Willy in Dzaleka Refugee Camp, Malawi

By Willy Mufungizi Akonkwa
Willy in Dzaleka Refugee Camp, Malawi

Do you know that there is a war in Congo and the refugee crisis is a worldwide issue? The real stories of people who fled their home are often the ones people think of, when they hear that there is a war in Congo.

In fact, stories of refugees like “working hard to find food” often do not get told at all. These are the stories that need to be told. The world needs to understand what it’s like for people living in refugee camps and how they cope with their lives on a day-to-day basis. This is a true story of a person living in Dzaleka Refugee camp, Malawi.

His name is Willy, and he is one of the million displaced people who was forced to flee his home. He is a father of two children, both under the age of five. He lives in a refugee camp in Malawi Dzaleka with his wife and his family in the community. 

The camp is small, with little more than a few tents and makeshift shelters, made from timber materials. When it rains, we face all of the challenges.The majority of people are affected during the winter season. Sickness and being unhealthy with the cold temperatures community members are now accustomed to the weather. There’s also one portable toilet that’s shared by everyone living there.

Willy does not have enough food or medicine to take care of his family, so he makes trips into town every day to find work as an agricultural laborer or cleaning houses. But even these jobs do not pay much money—sometimes only $8 per day. His family is one of many who have been forced to flee their homes in Malawi. The civil war has taken a terrible toll on the country, 15 Thousands of people have been killed, millions are homeless and more than nine million are in need of humanitarian aid.  He’s been living in the makeshift camp for more than 10 years. As he says,” I will need at least $1,000 to return home and begin a new life; to rent a house in the Congo, which is now  $50 to $100 per month, and to buy furniture for the house, it will take me nearly two years”.

He also needs to start a new business, which costs a lot of money. He can not afford to go back home to Congo, because of the high cost of starting life there, but he also does not want his children’s education to be interrupted by war. “I do not know what the future holds for my family”, but when he’s asked how things are going in Congo, he pauses before replying and says softly, ”It’s very difficult.” The situation is very bad.  He does not know how long it will take for the war to end. Last month, the news confirmed the massacre of more than 100 civilians that occurred in the Congo. The rebels are busy killing everyone, and Willy seems unsure about going back home.  But he hopes President Étienne Chisekedi’s regime will be overthrown soon.

Willy’s sister was killed by an armed group in the Congo, while they were living in Congo, and now his children say that they want to go back there with him and start a new life. Willy’s children are still young and do not understand what is happening in their country, but Willy tries to explain it to them. He tells them that they will have a better life in Lilongwe than they do back home. 

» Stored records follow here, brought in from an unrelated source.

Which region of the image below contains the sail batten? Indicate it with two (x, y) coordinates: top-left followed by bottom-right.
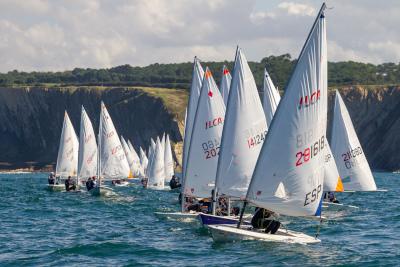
(246, 5), (327, 216)
(331, 91), (377, 191)
(78, 106), (97, 178)
(99, 102), (131, 179)
(183, 68), (225, 197)
(216, 49), (267, 198)
(263, 69), (281, 127)
(56, 111), (79, 178)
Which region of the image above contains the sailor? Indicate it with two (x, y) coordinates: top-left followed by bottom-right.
(169, 175), (182, 189)
(140, 178), (148, 187)
(86, 176), (96, 191)
(65, 176), (76, 191)
(251, 208), (281, 234)
(86, 177), (92, 191)
(56, 175), (61, 184)
(328, 192), (339, 203)
(48, 172), (56, 184)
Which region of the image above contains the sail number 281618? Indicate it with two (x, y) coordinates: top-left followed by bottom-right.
(296, 136), (325, 167)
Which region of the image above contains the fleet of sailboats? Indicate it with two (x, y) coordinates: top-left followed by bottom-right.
(50, 1), (384, 244)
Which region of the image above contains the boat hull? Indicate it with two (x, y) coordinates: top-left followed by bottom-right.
(89, 186), (114, 197)
(47, 184), (65, 192)
(154, 212), (199, 220)
(198, 213), (250, 226)
(208, 225), (321, 244)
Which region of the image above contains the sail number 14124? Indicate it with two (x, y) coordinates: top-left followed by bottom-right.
(296, 136), (325, 167)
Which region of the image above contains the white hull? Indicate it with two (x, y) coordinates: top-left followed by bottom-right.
(113, 181), (129, 186)
(89, 186), (114, 197)
(322, 201), (359, 209)
(154, 212), (199, 220)
(47, 184), (65, 192)
(208, 225), (321, 244)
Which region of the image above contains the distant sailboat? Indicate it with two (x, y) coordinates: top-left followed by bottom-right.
(219, 65), (232, 106)
(140, 147), (149, 175)
(164, 134), (174, 182)
(331, 91), (377, 191)
(90, 102), (132, 195)
(49, 111), (79, 190)
(200, 48), (267, 224)
(263, 69), (281, 127)
(77, 106), (97, 188)
(127, 140), (144, 177)
(147, 137), (165, 189)
(182, 57), (204, 191)
(209, 4), (328, 244)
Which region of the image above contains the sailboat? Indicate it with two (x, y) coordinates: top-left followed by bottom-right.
(48, 111), (79, 191)
(146, 137), (165, 190)
(164, 134), (174, 181)
(263, 69), (281, 127)
(199, 48), (267, 224)
(331, 91), (377, 191)
(209, 4), (328, 244)
(90, 102), (132, 195)
(77, 106), (97, 189)
(181, 57), (204, 193)
(219, 65), (232, 106)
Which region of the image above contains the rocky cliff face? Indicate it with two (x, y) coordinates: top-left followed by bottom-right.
(0, 88), (186, 169)
(0, 87), (400, 171)
(328, 86), (400, 171)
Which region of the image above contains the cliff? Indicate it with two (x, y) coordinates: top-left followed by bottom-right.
(328, 86), (400, 171)
(0, 86), (400, 174)
(0, 87), (187, 172)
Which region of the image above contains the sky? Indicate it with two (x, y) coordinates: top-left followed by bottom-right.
(0, 0), (400, 72)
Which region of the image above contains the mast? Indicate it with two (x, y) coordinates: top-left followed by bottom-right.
(238, 4), (327, 226)
(97, 101), (103, 187)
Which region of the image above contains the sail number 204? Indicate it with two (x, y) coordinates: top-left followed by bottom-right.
(296, 136), (325, 167)
(201, 140), (220, 159)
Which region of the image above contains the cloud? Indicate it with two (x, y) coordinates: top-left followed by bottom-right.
(0, 0), (400, 72)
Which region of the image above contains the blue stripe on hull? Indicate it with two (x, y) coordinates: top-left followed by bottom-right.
(199, 213), (247, 225)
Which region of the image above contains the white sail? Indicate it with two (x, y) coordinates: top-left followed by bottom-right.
(99, 102), (132, 179)
(263, 69), (281, 127)
(183, 68), (225, 197)
(219, 65), (232, 106)
(324, 142), (343, 192)
(216, 49), (267, 198)
(164, 134), (174, 179)
(121, 135), (136, 179)
(78, 106), (97, 179)
(140, 147), (149, 173)
(246, 5), (327, 216)
(182, 57), (204, 184)
(127, 140), (144, 177)
(147, 138), (165, 189)
(56, 111), (79, 177)
(331, 91), (377, 191)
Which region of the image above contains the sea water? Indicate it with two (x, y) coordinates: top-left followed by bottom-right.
(0, 173), (400, 266)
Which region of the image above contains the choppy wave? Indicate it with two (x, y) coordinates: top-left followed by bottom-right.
(0, 173), (400, 266)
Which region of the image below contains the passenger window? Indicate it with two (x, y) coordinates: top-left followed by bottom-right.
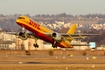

Willy wants the children to feel safe and happy, but the war in Congo and poverty in the refugee camp has made it difficult for him to provide that for them. He hopes that they will be able to understand the situation in the camp so they can continue their education.

The living conditions in a refugee camp have reached a point of financial disruption. Due to a shortage of food, health services, medicines, and cleanliness, children and youth frequently have very poor health and very limited access to education. We only have 24 classes built by JRS (Jesuit WorldWide) to assist refugees with everything concerning education at the camp, which was originally designed to house up to 12,000 refugees and asylum seekers. At Dzaleka, we have limited schools, with only 1 public school helping refugees study; for others, you will need to pay money, and classes are limited for youth to have their own choices. He does not want his children to live in fear, and he hopes that one day they will be able to go back home. His daughter is 15 years old and a Form I student at Dzaleka Secondary School. His wife has been unable to finish her studies because of the war, and Willy says this breaks her heart. “My dream is for my children to complete their education and begin a new life,” says the Willis family.